Minhas Mães e Meu Pai


É notável no cinema contemporâneo certa desvirtuação de valores quando se discute o multifacetado universo do “cinema independente”. Antes, pode-se dizer que talvez fosse o único método para um novato aspirante a cineasta expor seus dotes artísticos, mas havia também aqueles renomados auteurs radicais que reprovavam qualquer intervenção dos estúdios no conteúdo de seus filmes, e optavam pela fidelização de seus sentimentos com obras que os próprios pudessem financiar. Além das qualidades básicas que caracterizam esse tipo de expressão à margem da indústria, como o desvinculo com grandes produtoras e os baixos orçamentos, o cinema indie ganhou nova roupagem, fixando uma noção de identidade própria, que muitas vezes viabilizam filmes memoráveis, mas tantas outras acaba sendo um boicote à originalidade. Não dá pra negar que, nos últimos anos, o cinema independente parece ter criado uma cartilha com elementos peculiares (e inconvenientes) que recheiam uma parcela considerável dos filmes lançados e que, mal saíram do forno, recebem – pela mídia, principalmente – o carimbo de “alternativo” na certidão de registro. Alternativo uma ova! Isso só no nome, porque não passam de estereótipos e clichés criados dentro de casa, que destroem com qualquer conceito de “liberdade” e “independência” que tanto esses artistas tentam pregar. Infelizmente, este é o caso do supervalorizado “Minhas Mães e Meu Pai”, um indie sem autenticidade que não sai de sua área de conforto concebida por essa “mini-indústria”, que como o mercadão hollywoodiano, também reserva graves limitações.

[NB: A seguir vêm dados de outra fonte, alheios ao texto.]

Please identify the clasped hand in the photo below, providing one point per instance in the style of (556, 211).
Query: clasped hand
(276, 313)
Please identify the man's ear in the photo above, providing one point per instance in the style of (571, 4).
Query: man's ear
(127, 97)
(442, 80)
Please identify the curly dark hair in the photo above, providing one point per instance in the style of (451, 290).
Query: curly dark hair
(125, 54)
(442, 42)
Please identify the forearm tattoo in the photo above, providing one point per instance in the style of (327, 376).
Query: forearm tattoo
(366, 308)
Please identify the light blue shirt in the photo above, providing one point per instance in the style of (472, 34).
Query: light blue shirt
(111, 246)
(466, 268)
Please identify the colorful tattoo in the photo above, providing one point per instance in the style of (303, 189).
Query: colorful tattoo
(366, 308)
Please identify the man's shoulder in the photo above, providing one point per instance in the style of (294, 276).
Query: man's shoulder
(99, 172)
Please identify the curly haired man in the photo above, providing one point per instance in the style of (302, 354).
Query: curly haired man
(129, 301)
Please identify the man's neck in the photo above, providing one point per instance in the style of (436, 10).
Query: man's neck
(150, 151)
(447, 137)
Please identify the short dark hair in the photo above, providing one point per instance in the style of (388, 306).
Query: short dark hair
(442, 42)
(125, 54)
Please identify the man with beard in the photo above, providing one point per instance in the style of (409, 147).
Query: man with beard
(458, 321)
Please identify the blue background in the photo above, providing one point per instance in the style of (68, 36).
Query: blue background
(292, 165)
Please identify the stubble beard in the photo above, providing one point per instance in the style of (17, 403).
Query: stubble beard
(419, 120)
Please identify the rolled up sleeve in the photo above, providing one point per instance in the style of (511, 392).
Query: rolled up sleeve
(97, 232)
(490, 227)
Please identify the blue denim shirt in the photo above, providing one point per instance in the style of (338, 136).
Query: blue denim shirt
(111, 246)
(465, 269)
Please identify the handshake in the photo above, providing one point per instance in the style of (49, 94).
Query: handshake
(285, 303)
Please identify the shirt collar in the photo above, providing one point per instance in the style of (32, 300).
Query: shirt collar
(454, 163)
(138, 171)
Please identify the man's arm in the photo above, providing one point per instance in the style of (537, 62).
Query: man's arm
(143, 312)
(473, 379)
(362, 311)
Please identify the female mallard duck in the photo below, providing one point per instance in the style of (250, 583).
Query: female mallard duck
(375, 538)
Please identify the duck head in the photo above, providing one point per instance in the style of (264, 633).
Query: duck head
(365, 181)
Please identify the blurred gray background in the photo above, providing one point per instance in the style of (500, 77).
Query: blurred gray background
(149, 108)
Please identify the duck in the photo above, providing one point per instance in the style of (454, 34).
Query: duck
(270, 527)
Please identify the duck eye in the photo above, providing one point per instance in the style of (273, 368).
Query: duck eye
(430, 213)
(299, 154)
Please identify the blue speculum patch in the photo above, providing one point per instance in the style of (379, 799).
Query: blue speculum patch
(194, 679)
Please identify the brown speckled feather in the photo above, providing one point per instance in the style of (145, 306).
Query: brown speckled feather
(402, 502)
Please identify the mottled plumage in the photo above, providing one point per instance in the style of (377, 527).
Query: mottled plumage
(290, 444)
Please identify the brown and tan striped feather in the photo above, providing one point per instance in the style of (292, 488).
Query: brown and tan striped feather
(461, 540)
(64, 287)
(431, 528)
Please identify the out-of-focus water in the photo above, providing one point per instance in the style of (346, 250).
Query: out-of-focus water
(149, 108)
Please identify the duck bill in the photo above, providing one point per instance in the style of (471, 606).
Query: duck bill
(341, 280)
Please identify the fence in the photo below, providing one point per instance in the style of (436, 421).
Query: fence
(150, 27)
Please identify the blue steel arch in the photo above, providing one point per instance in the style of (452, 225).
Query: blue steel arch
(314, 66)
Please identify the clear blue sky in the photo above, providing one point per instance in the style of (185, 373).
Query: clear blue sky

O roteiro, escrito pela também diretora Lisa Cholodenko ao lado de Stuart Blumberg (“Show de Vizinha”), se concentra na família encabeçada pelo casal homossexual formado pela médica Nic (Bening) e a arquiteta paisagista Jules (Moore). Mães de filhos adolescentes, a relação entre os membros é agradável e a paz reina na casa da família até o momento em que o filho mais novo, Laser (Hutcherson), convence sua irmã de 18, Joni (Wasikowska), a telefonar para o Centro de Fertilidade e coletar informações sobre seu pai biológico. Então, entra na história o descontraído Paul (Ruffalo), que se torna uma visita constante na casa da família, o que desenfreia uma crise de ciúmes e desestabiliza o ambiente outrora pacífico do lar.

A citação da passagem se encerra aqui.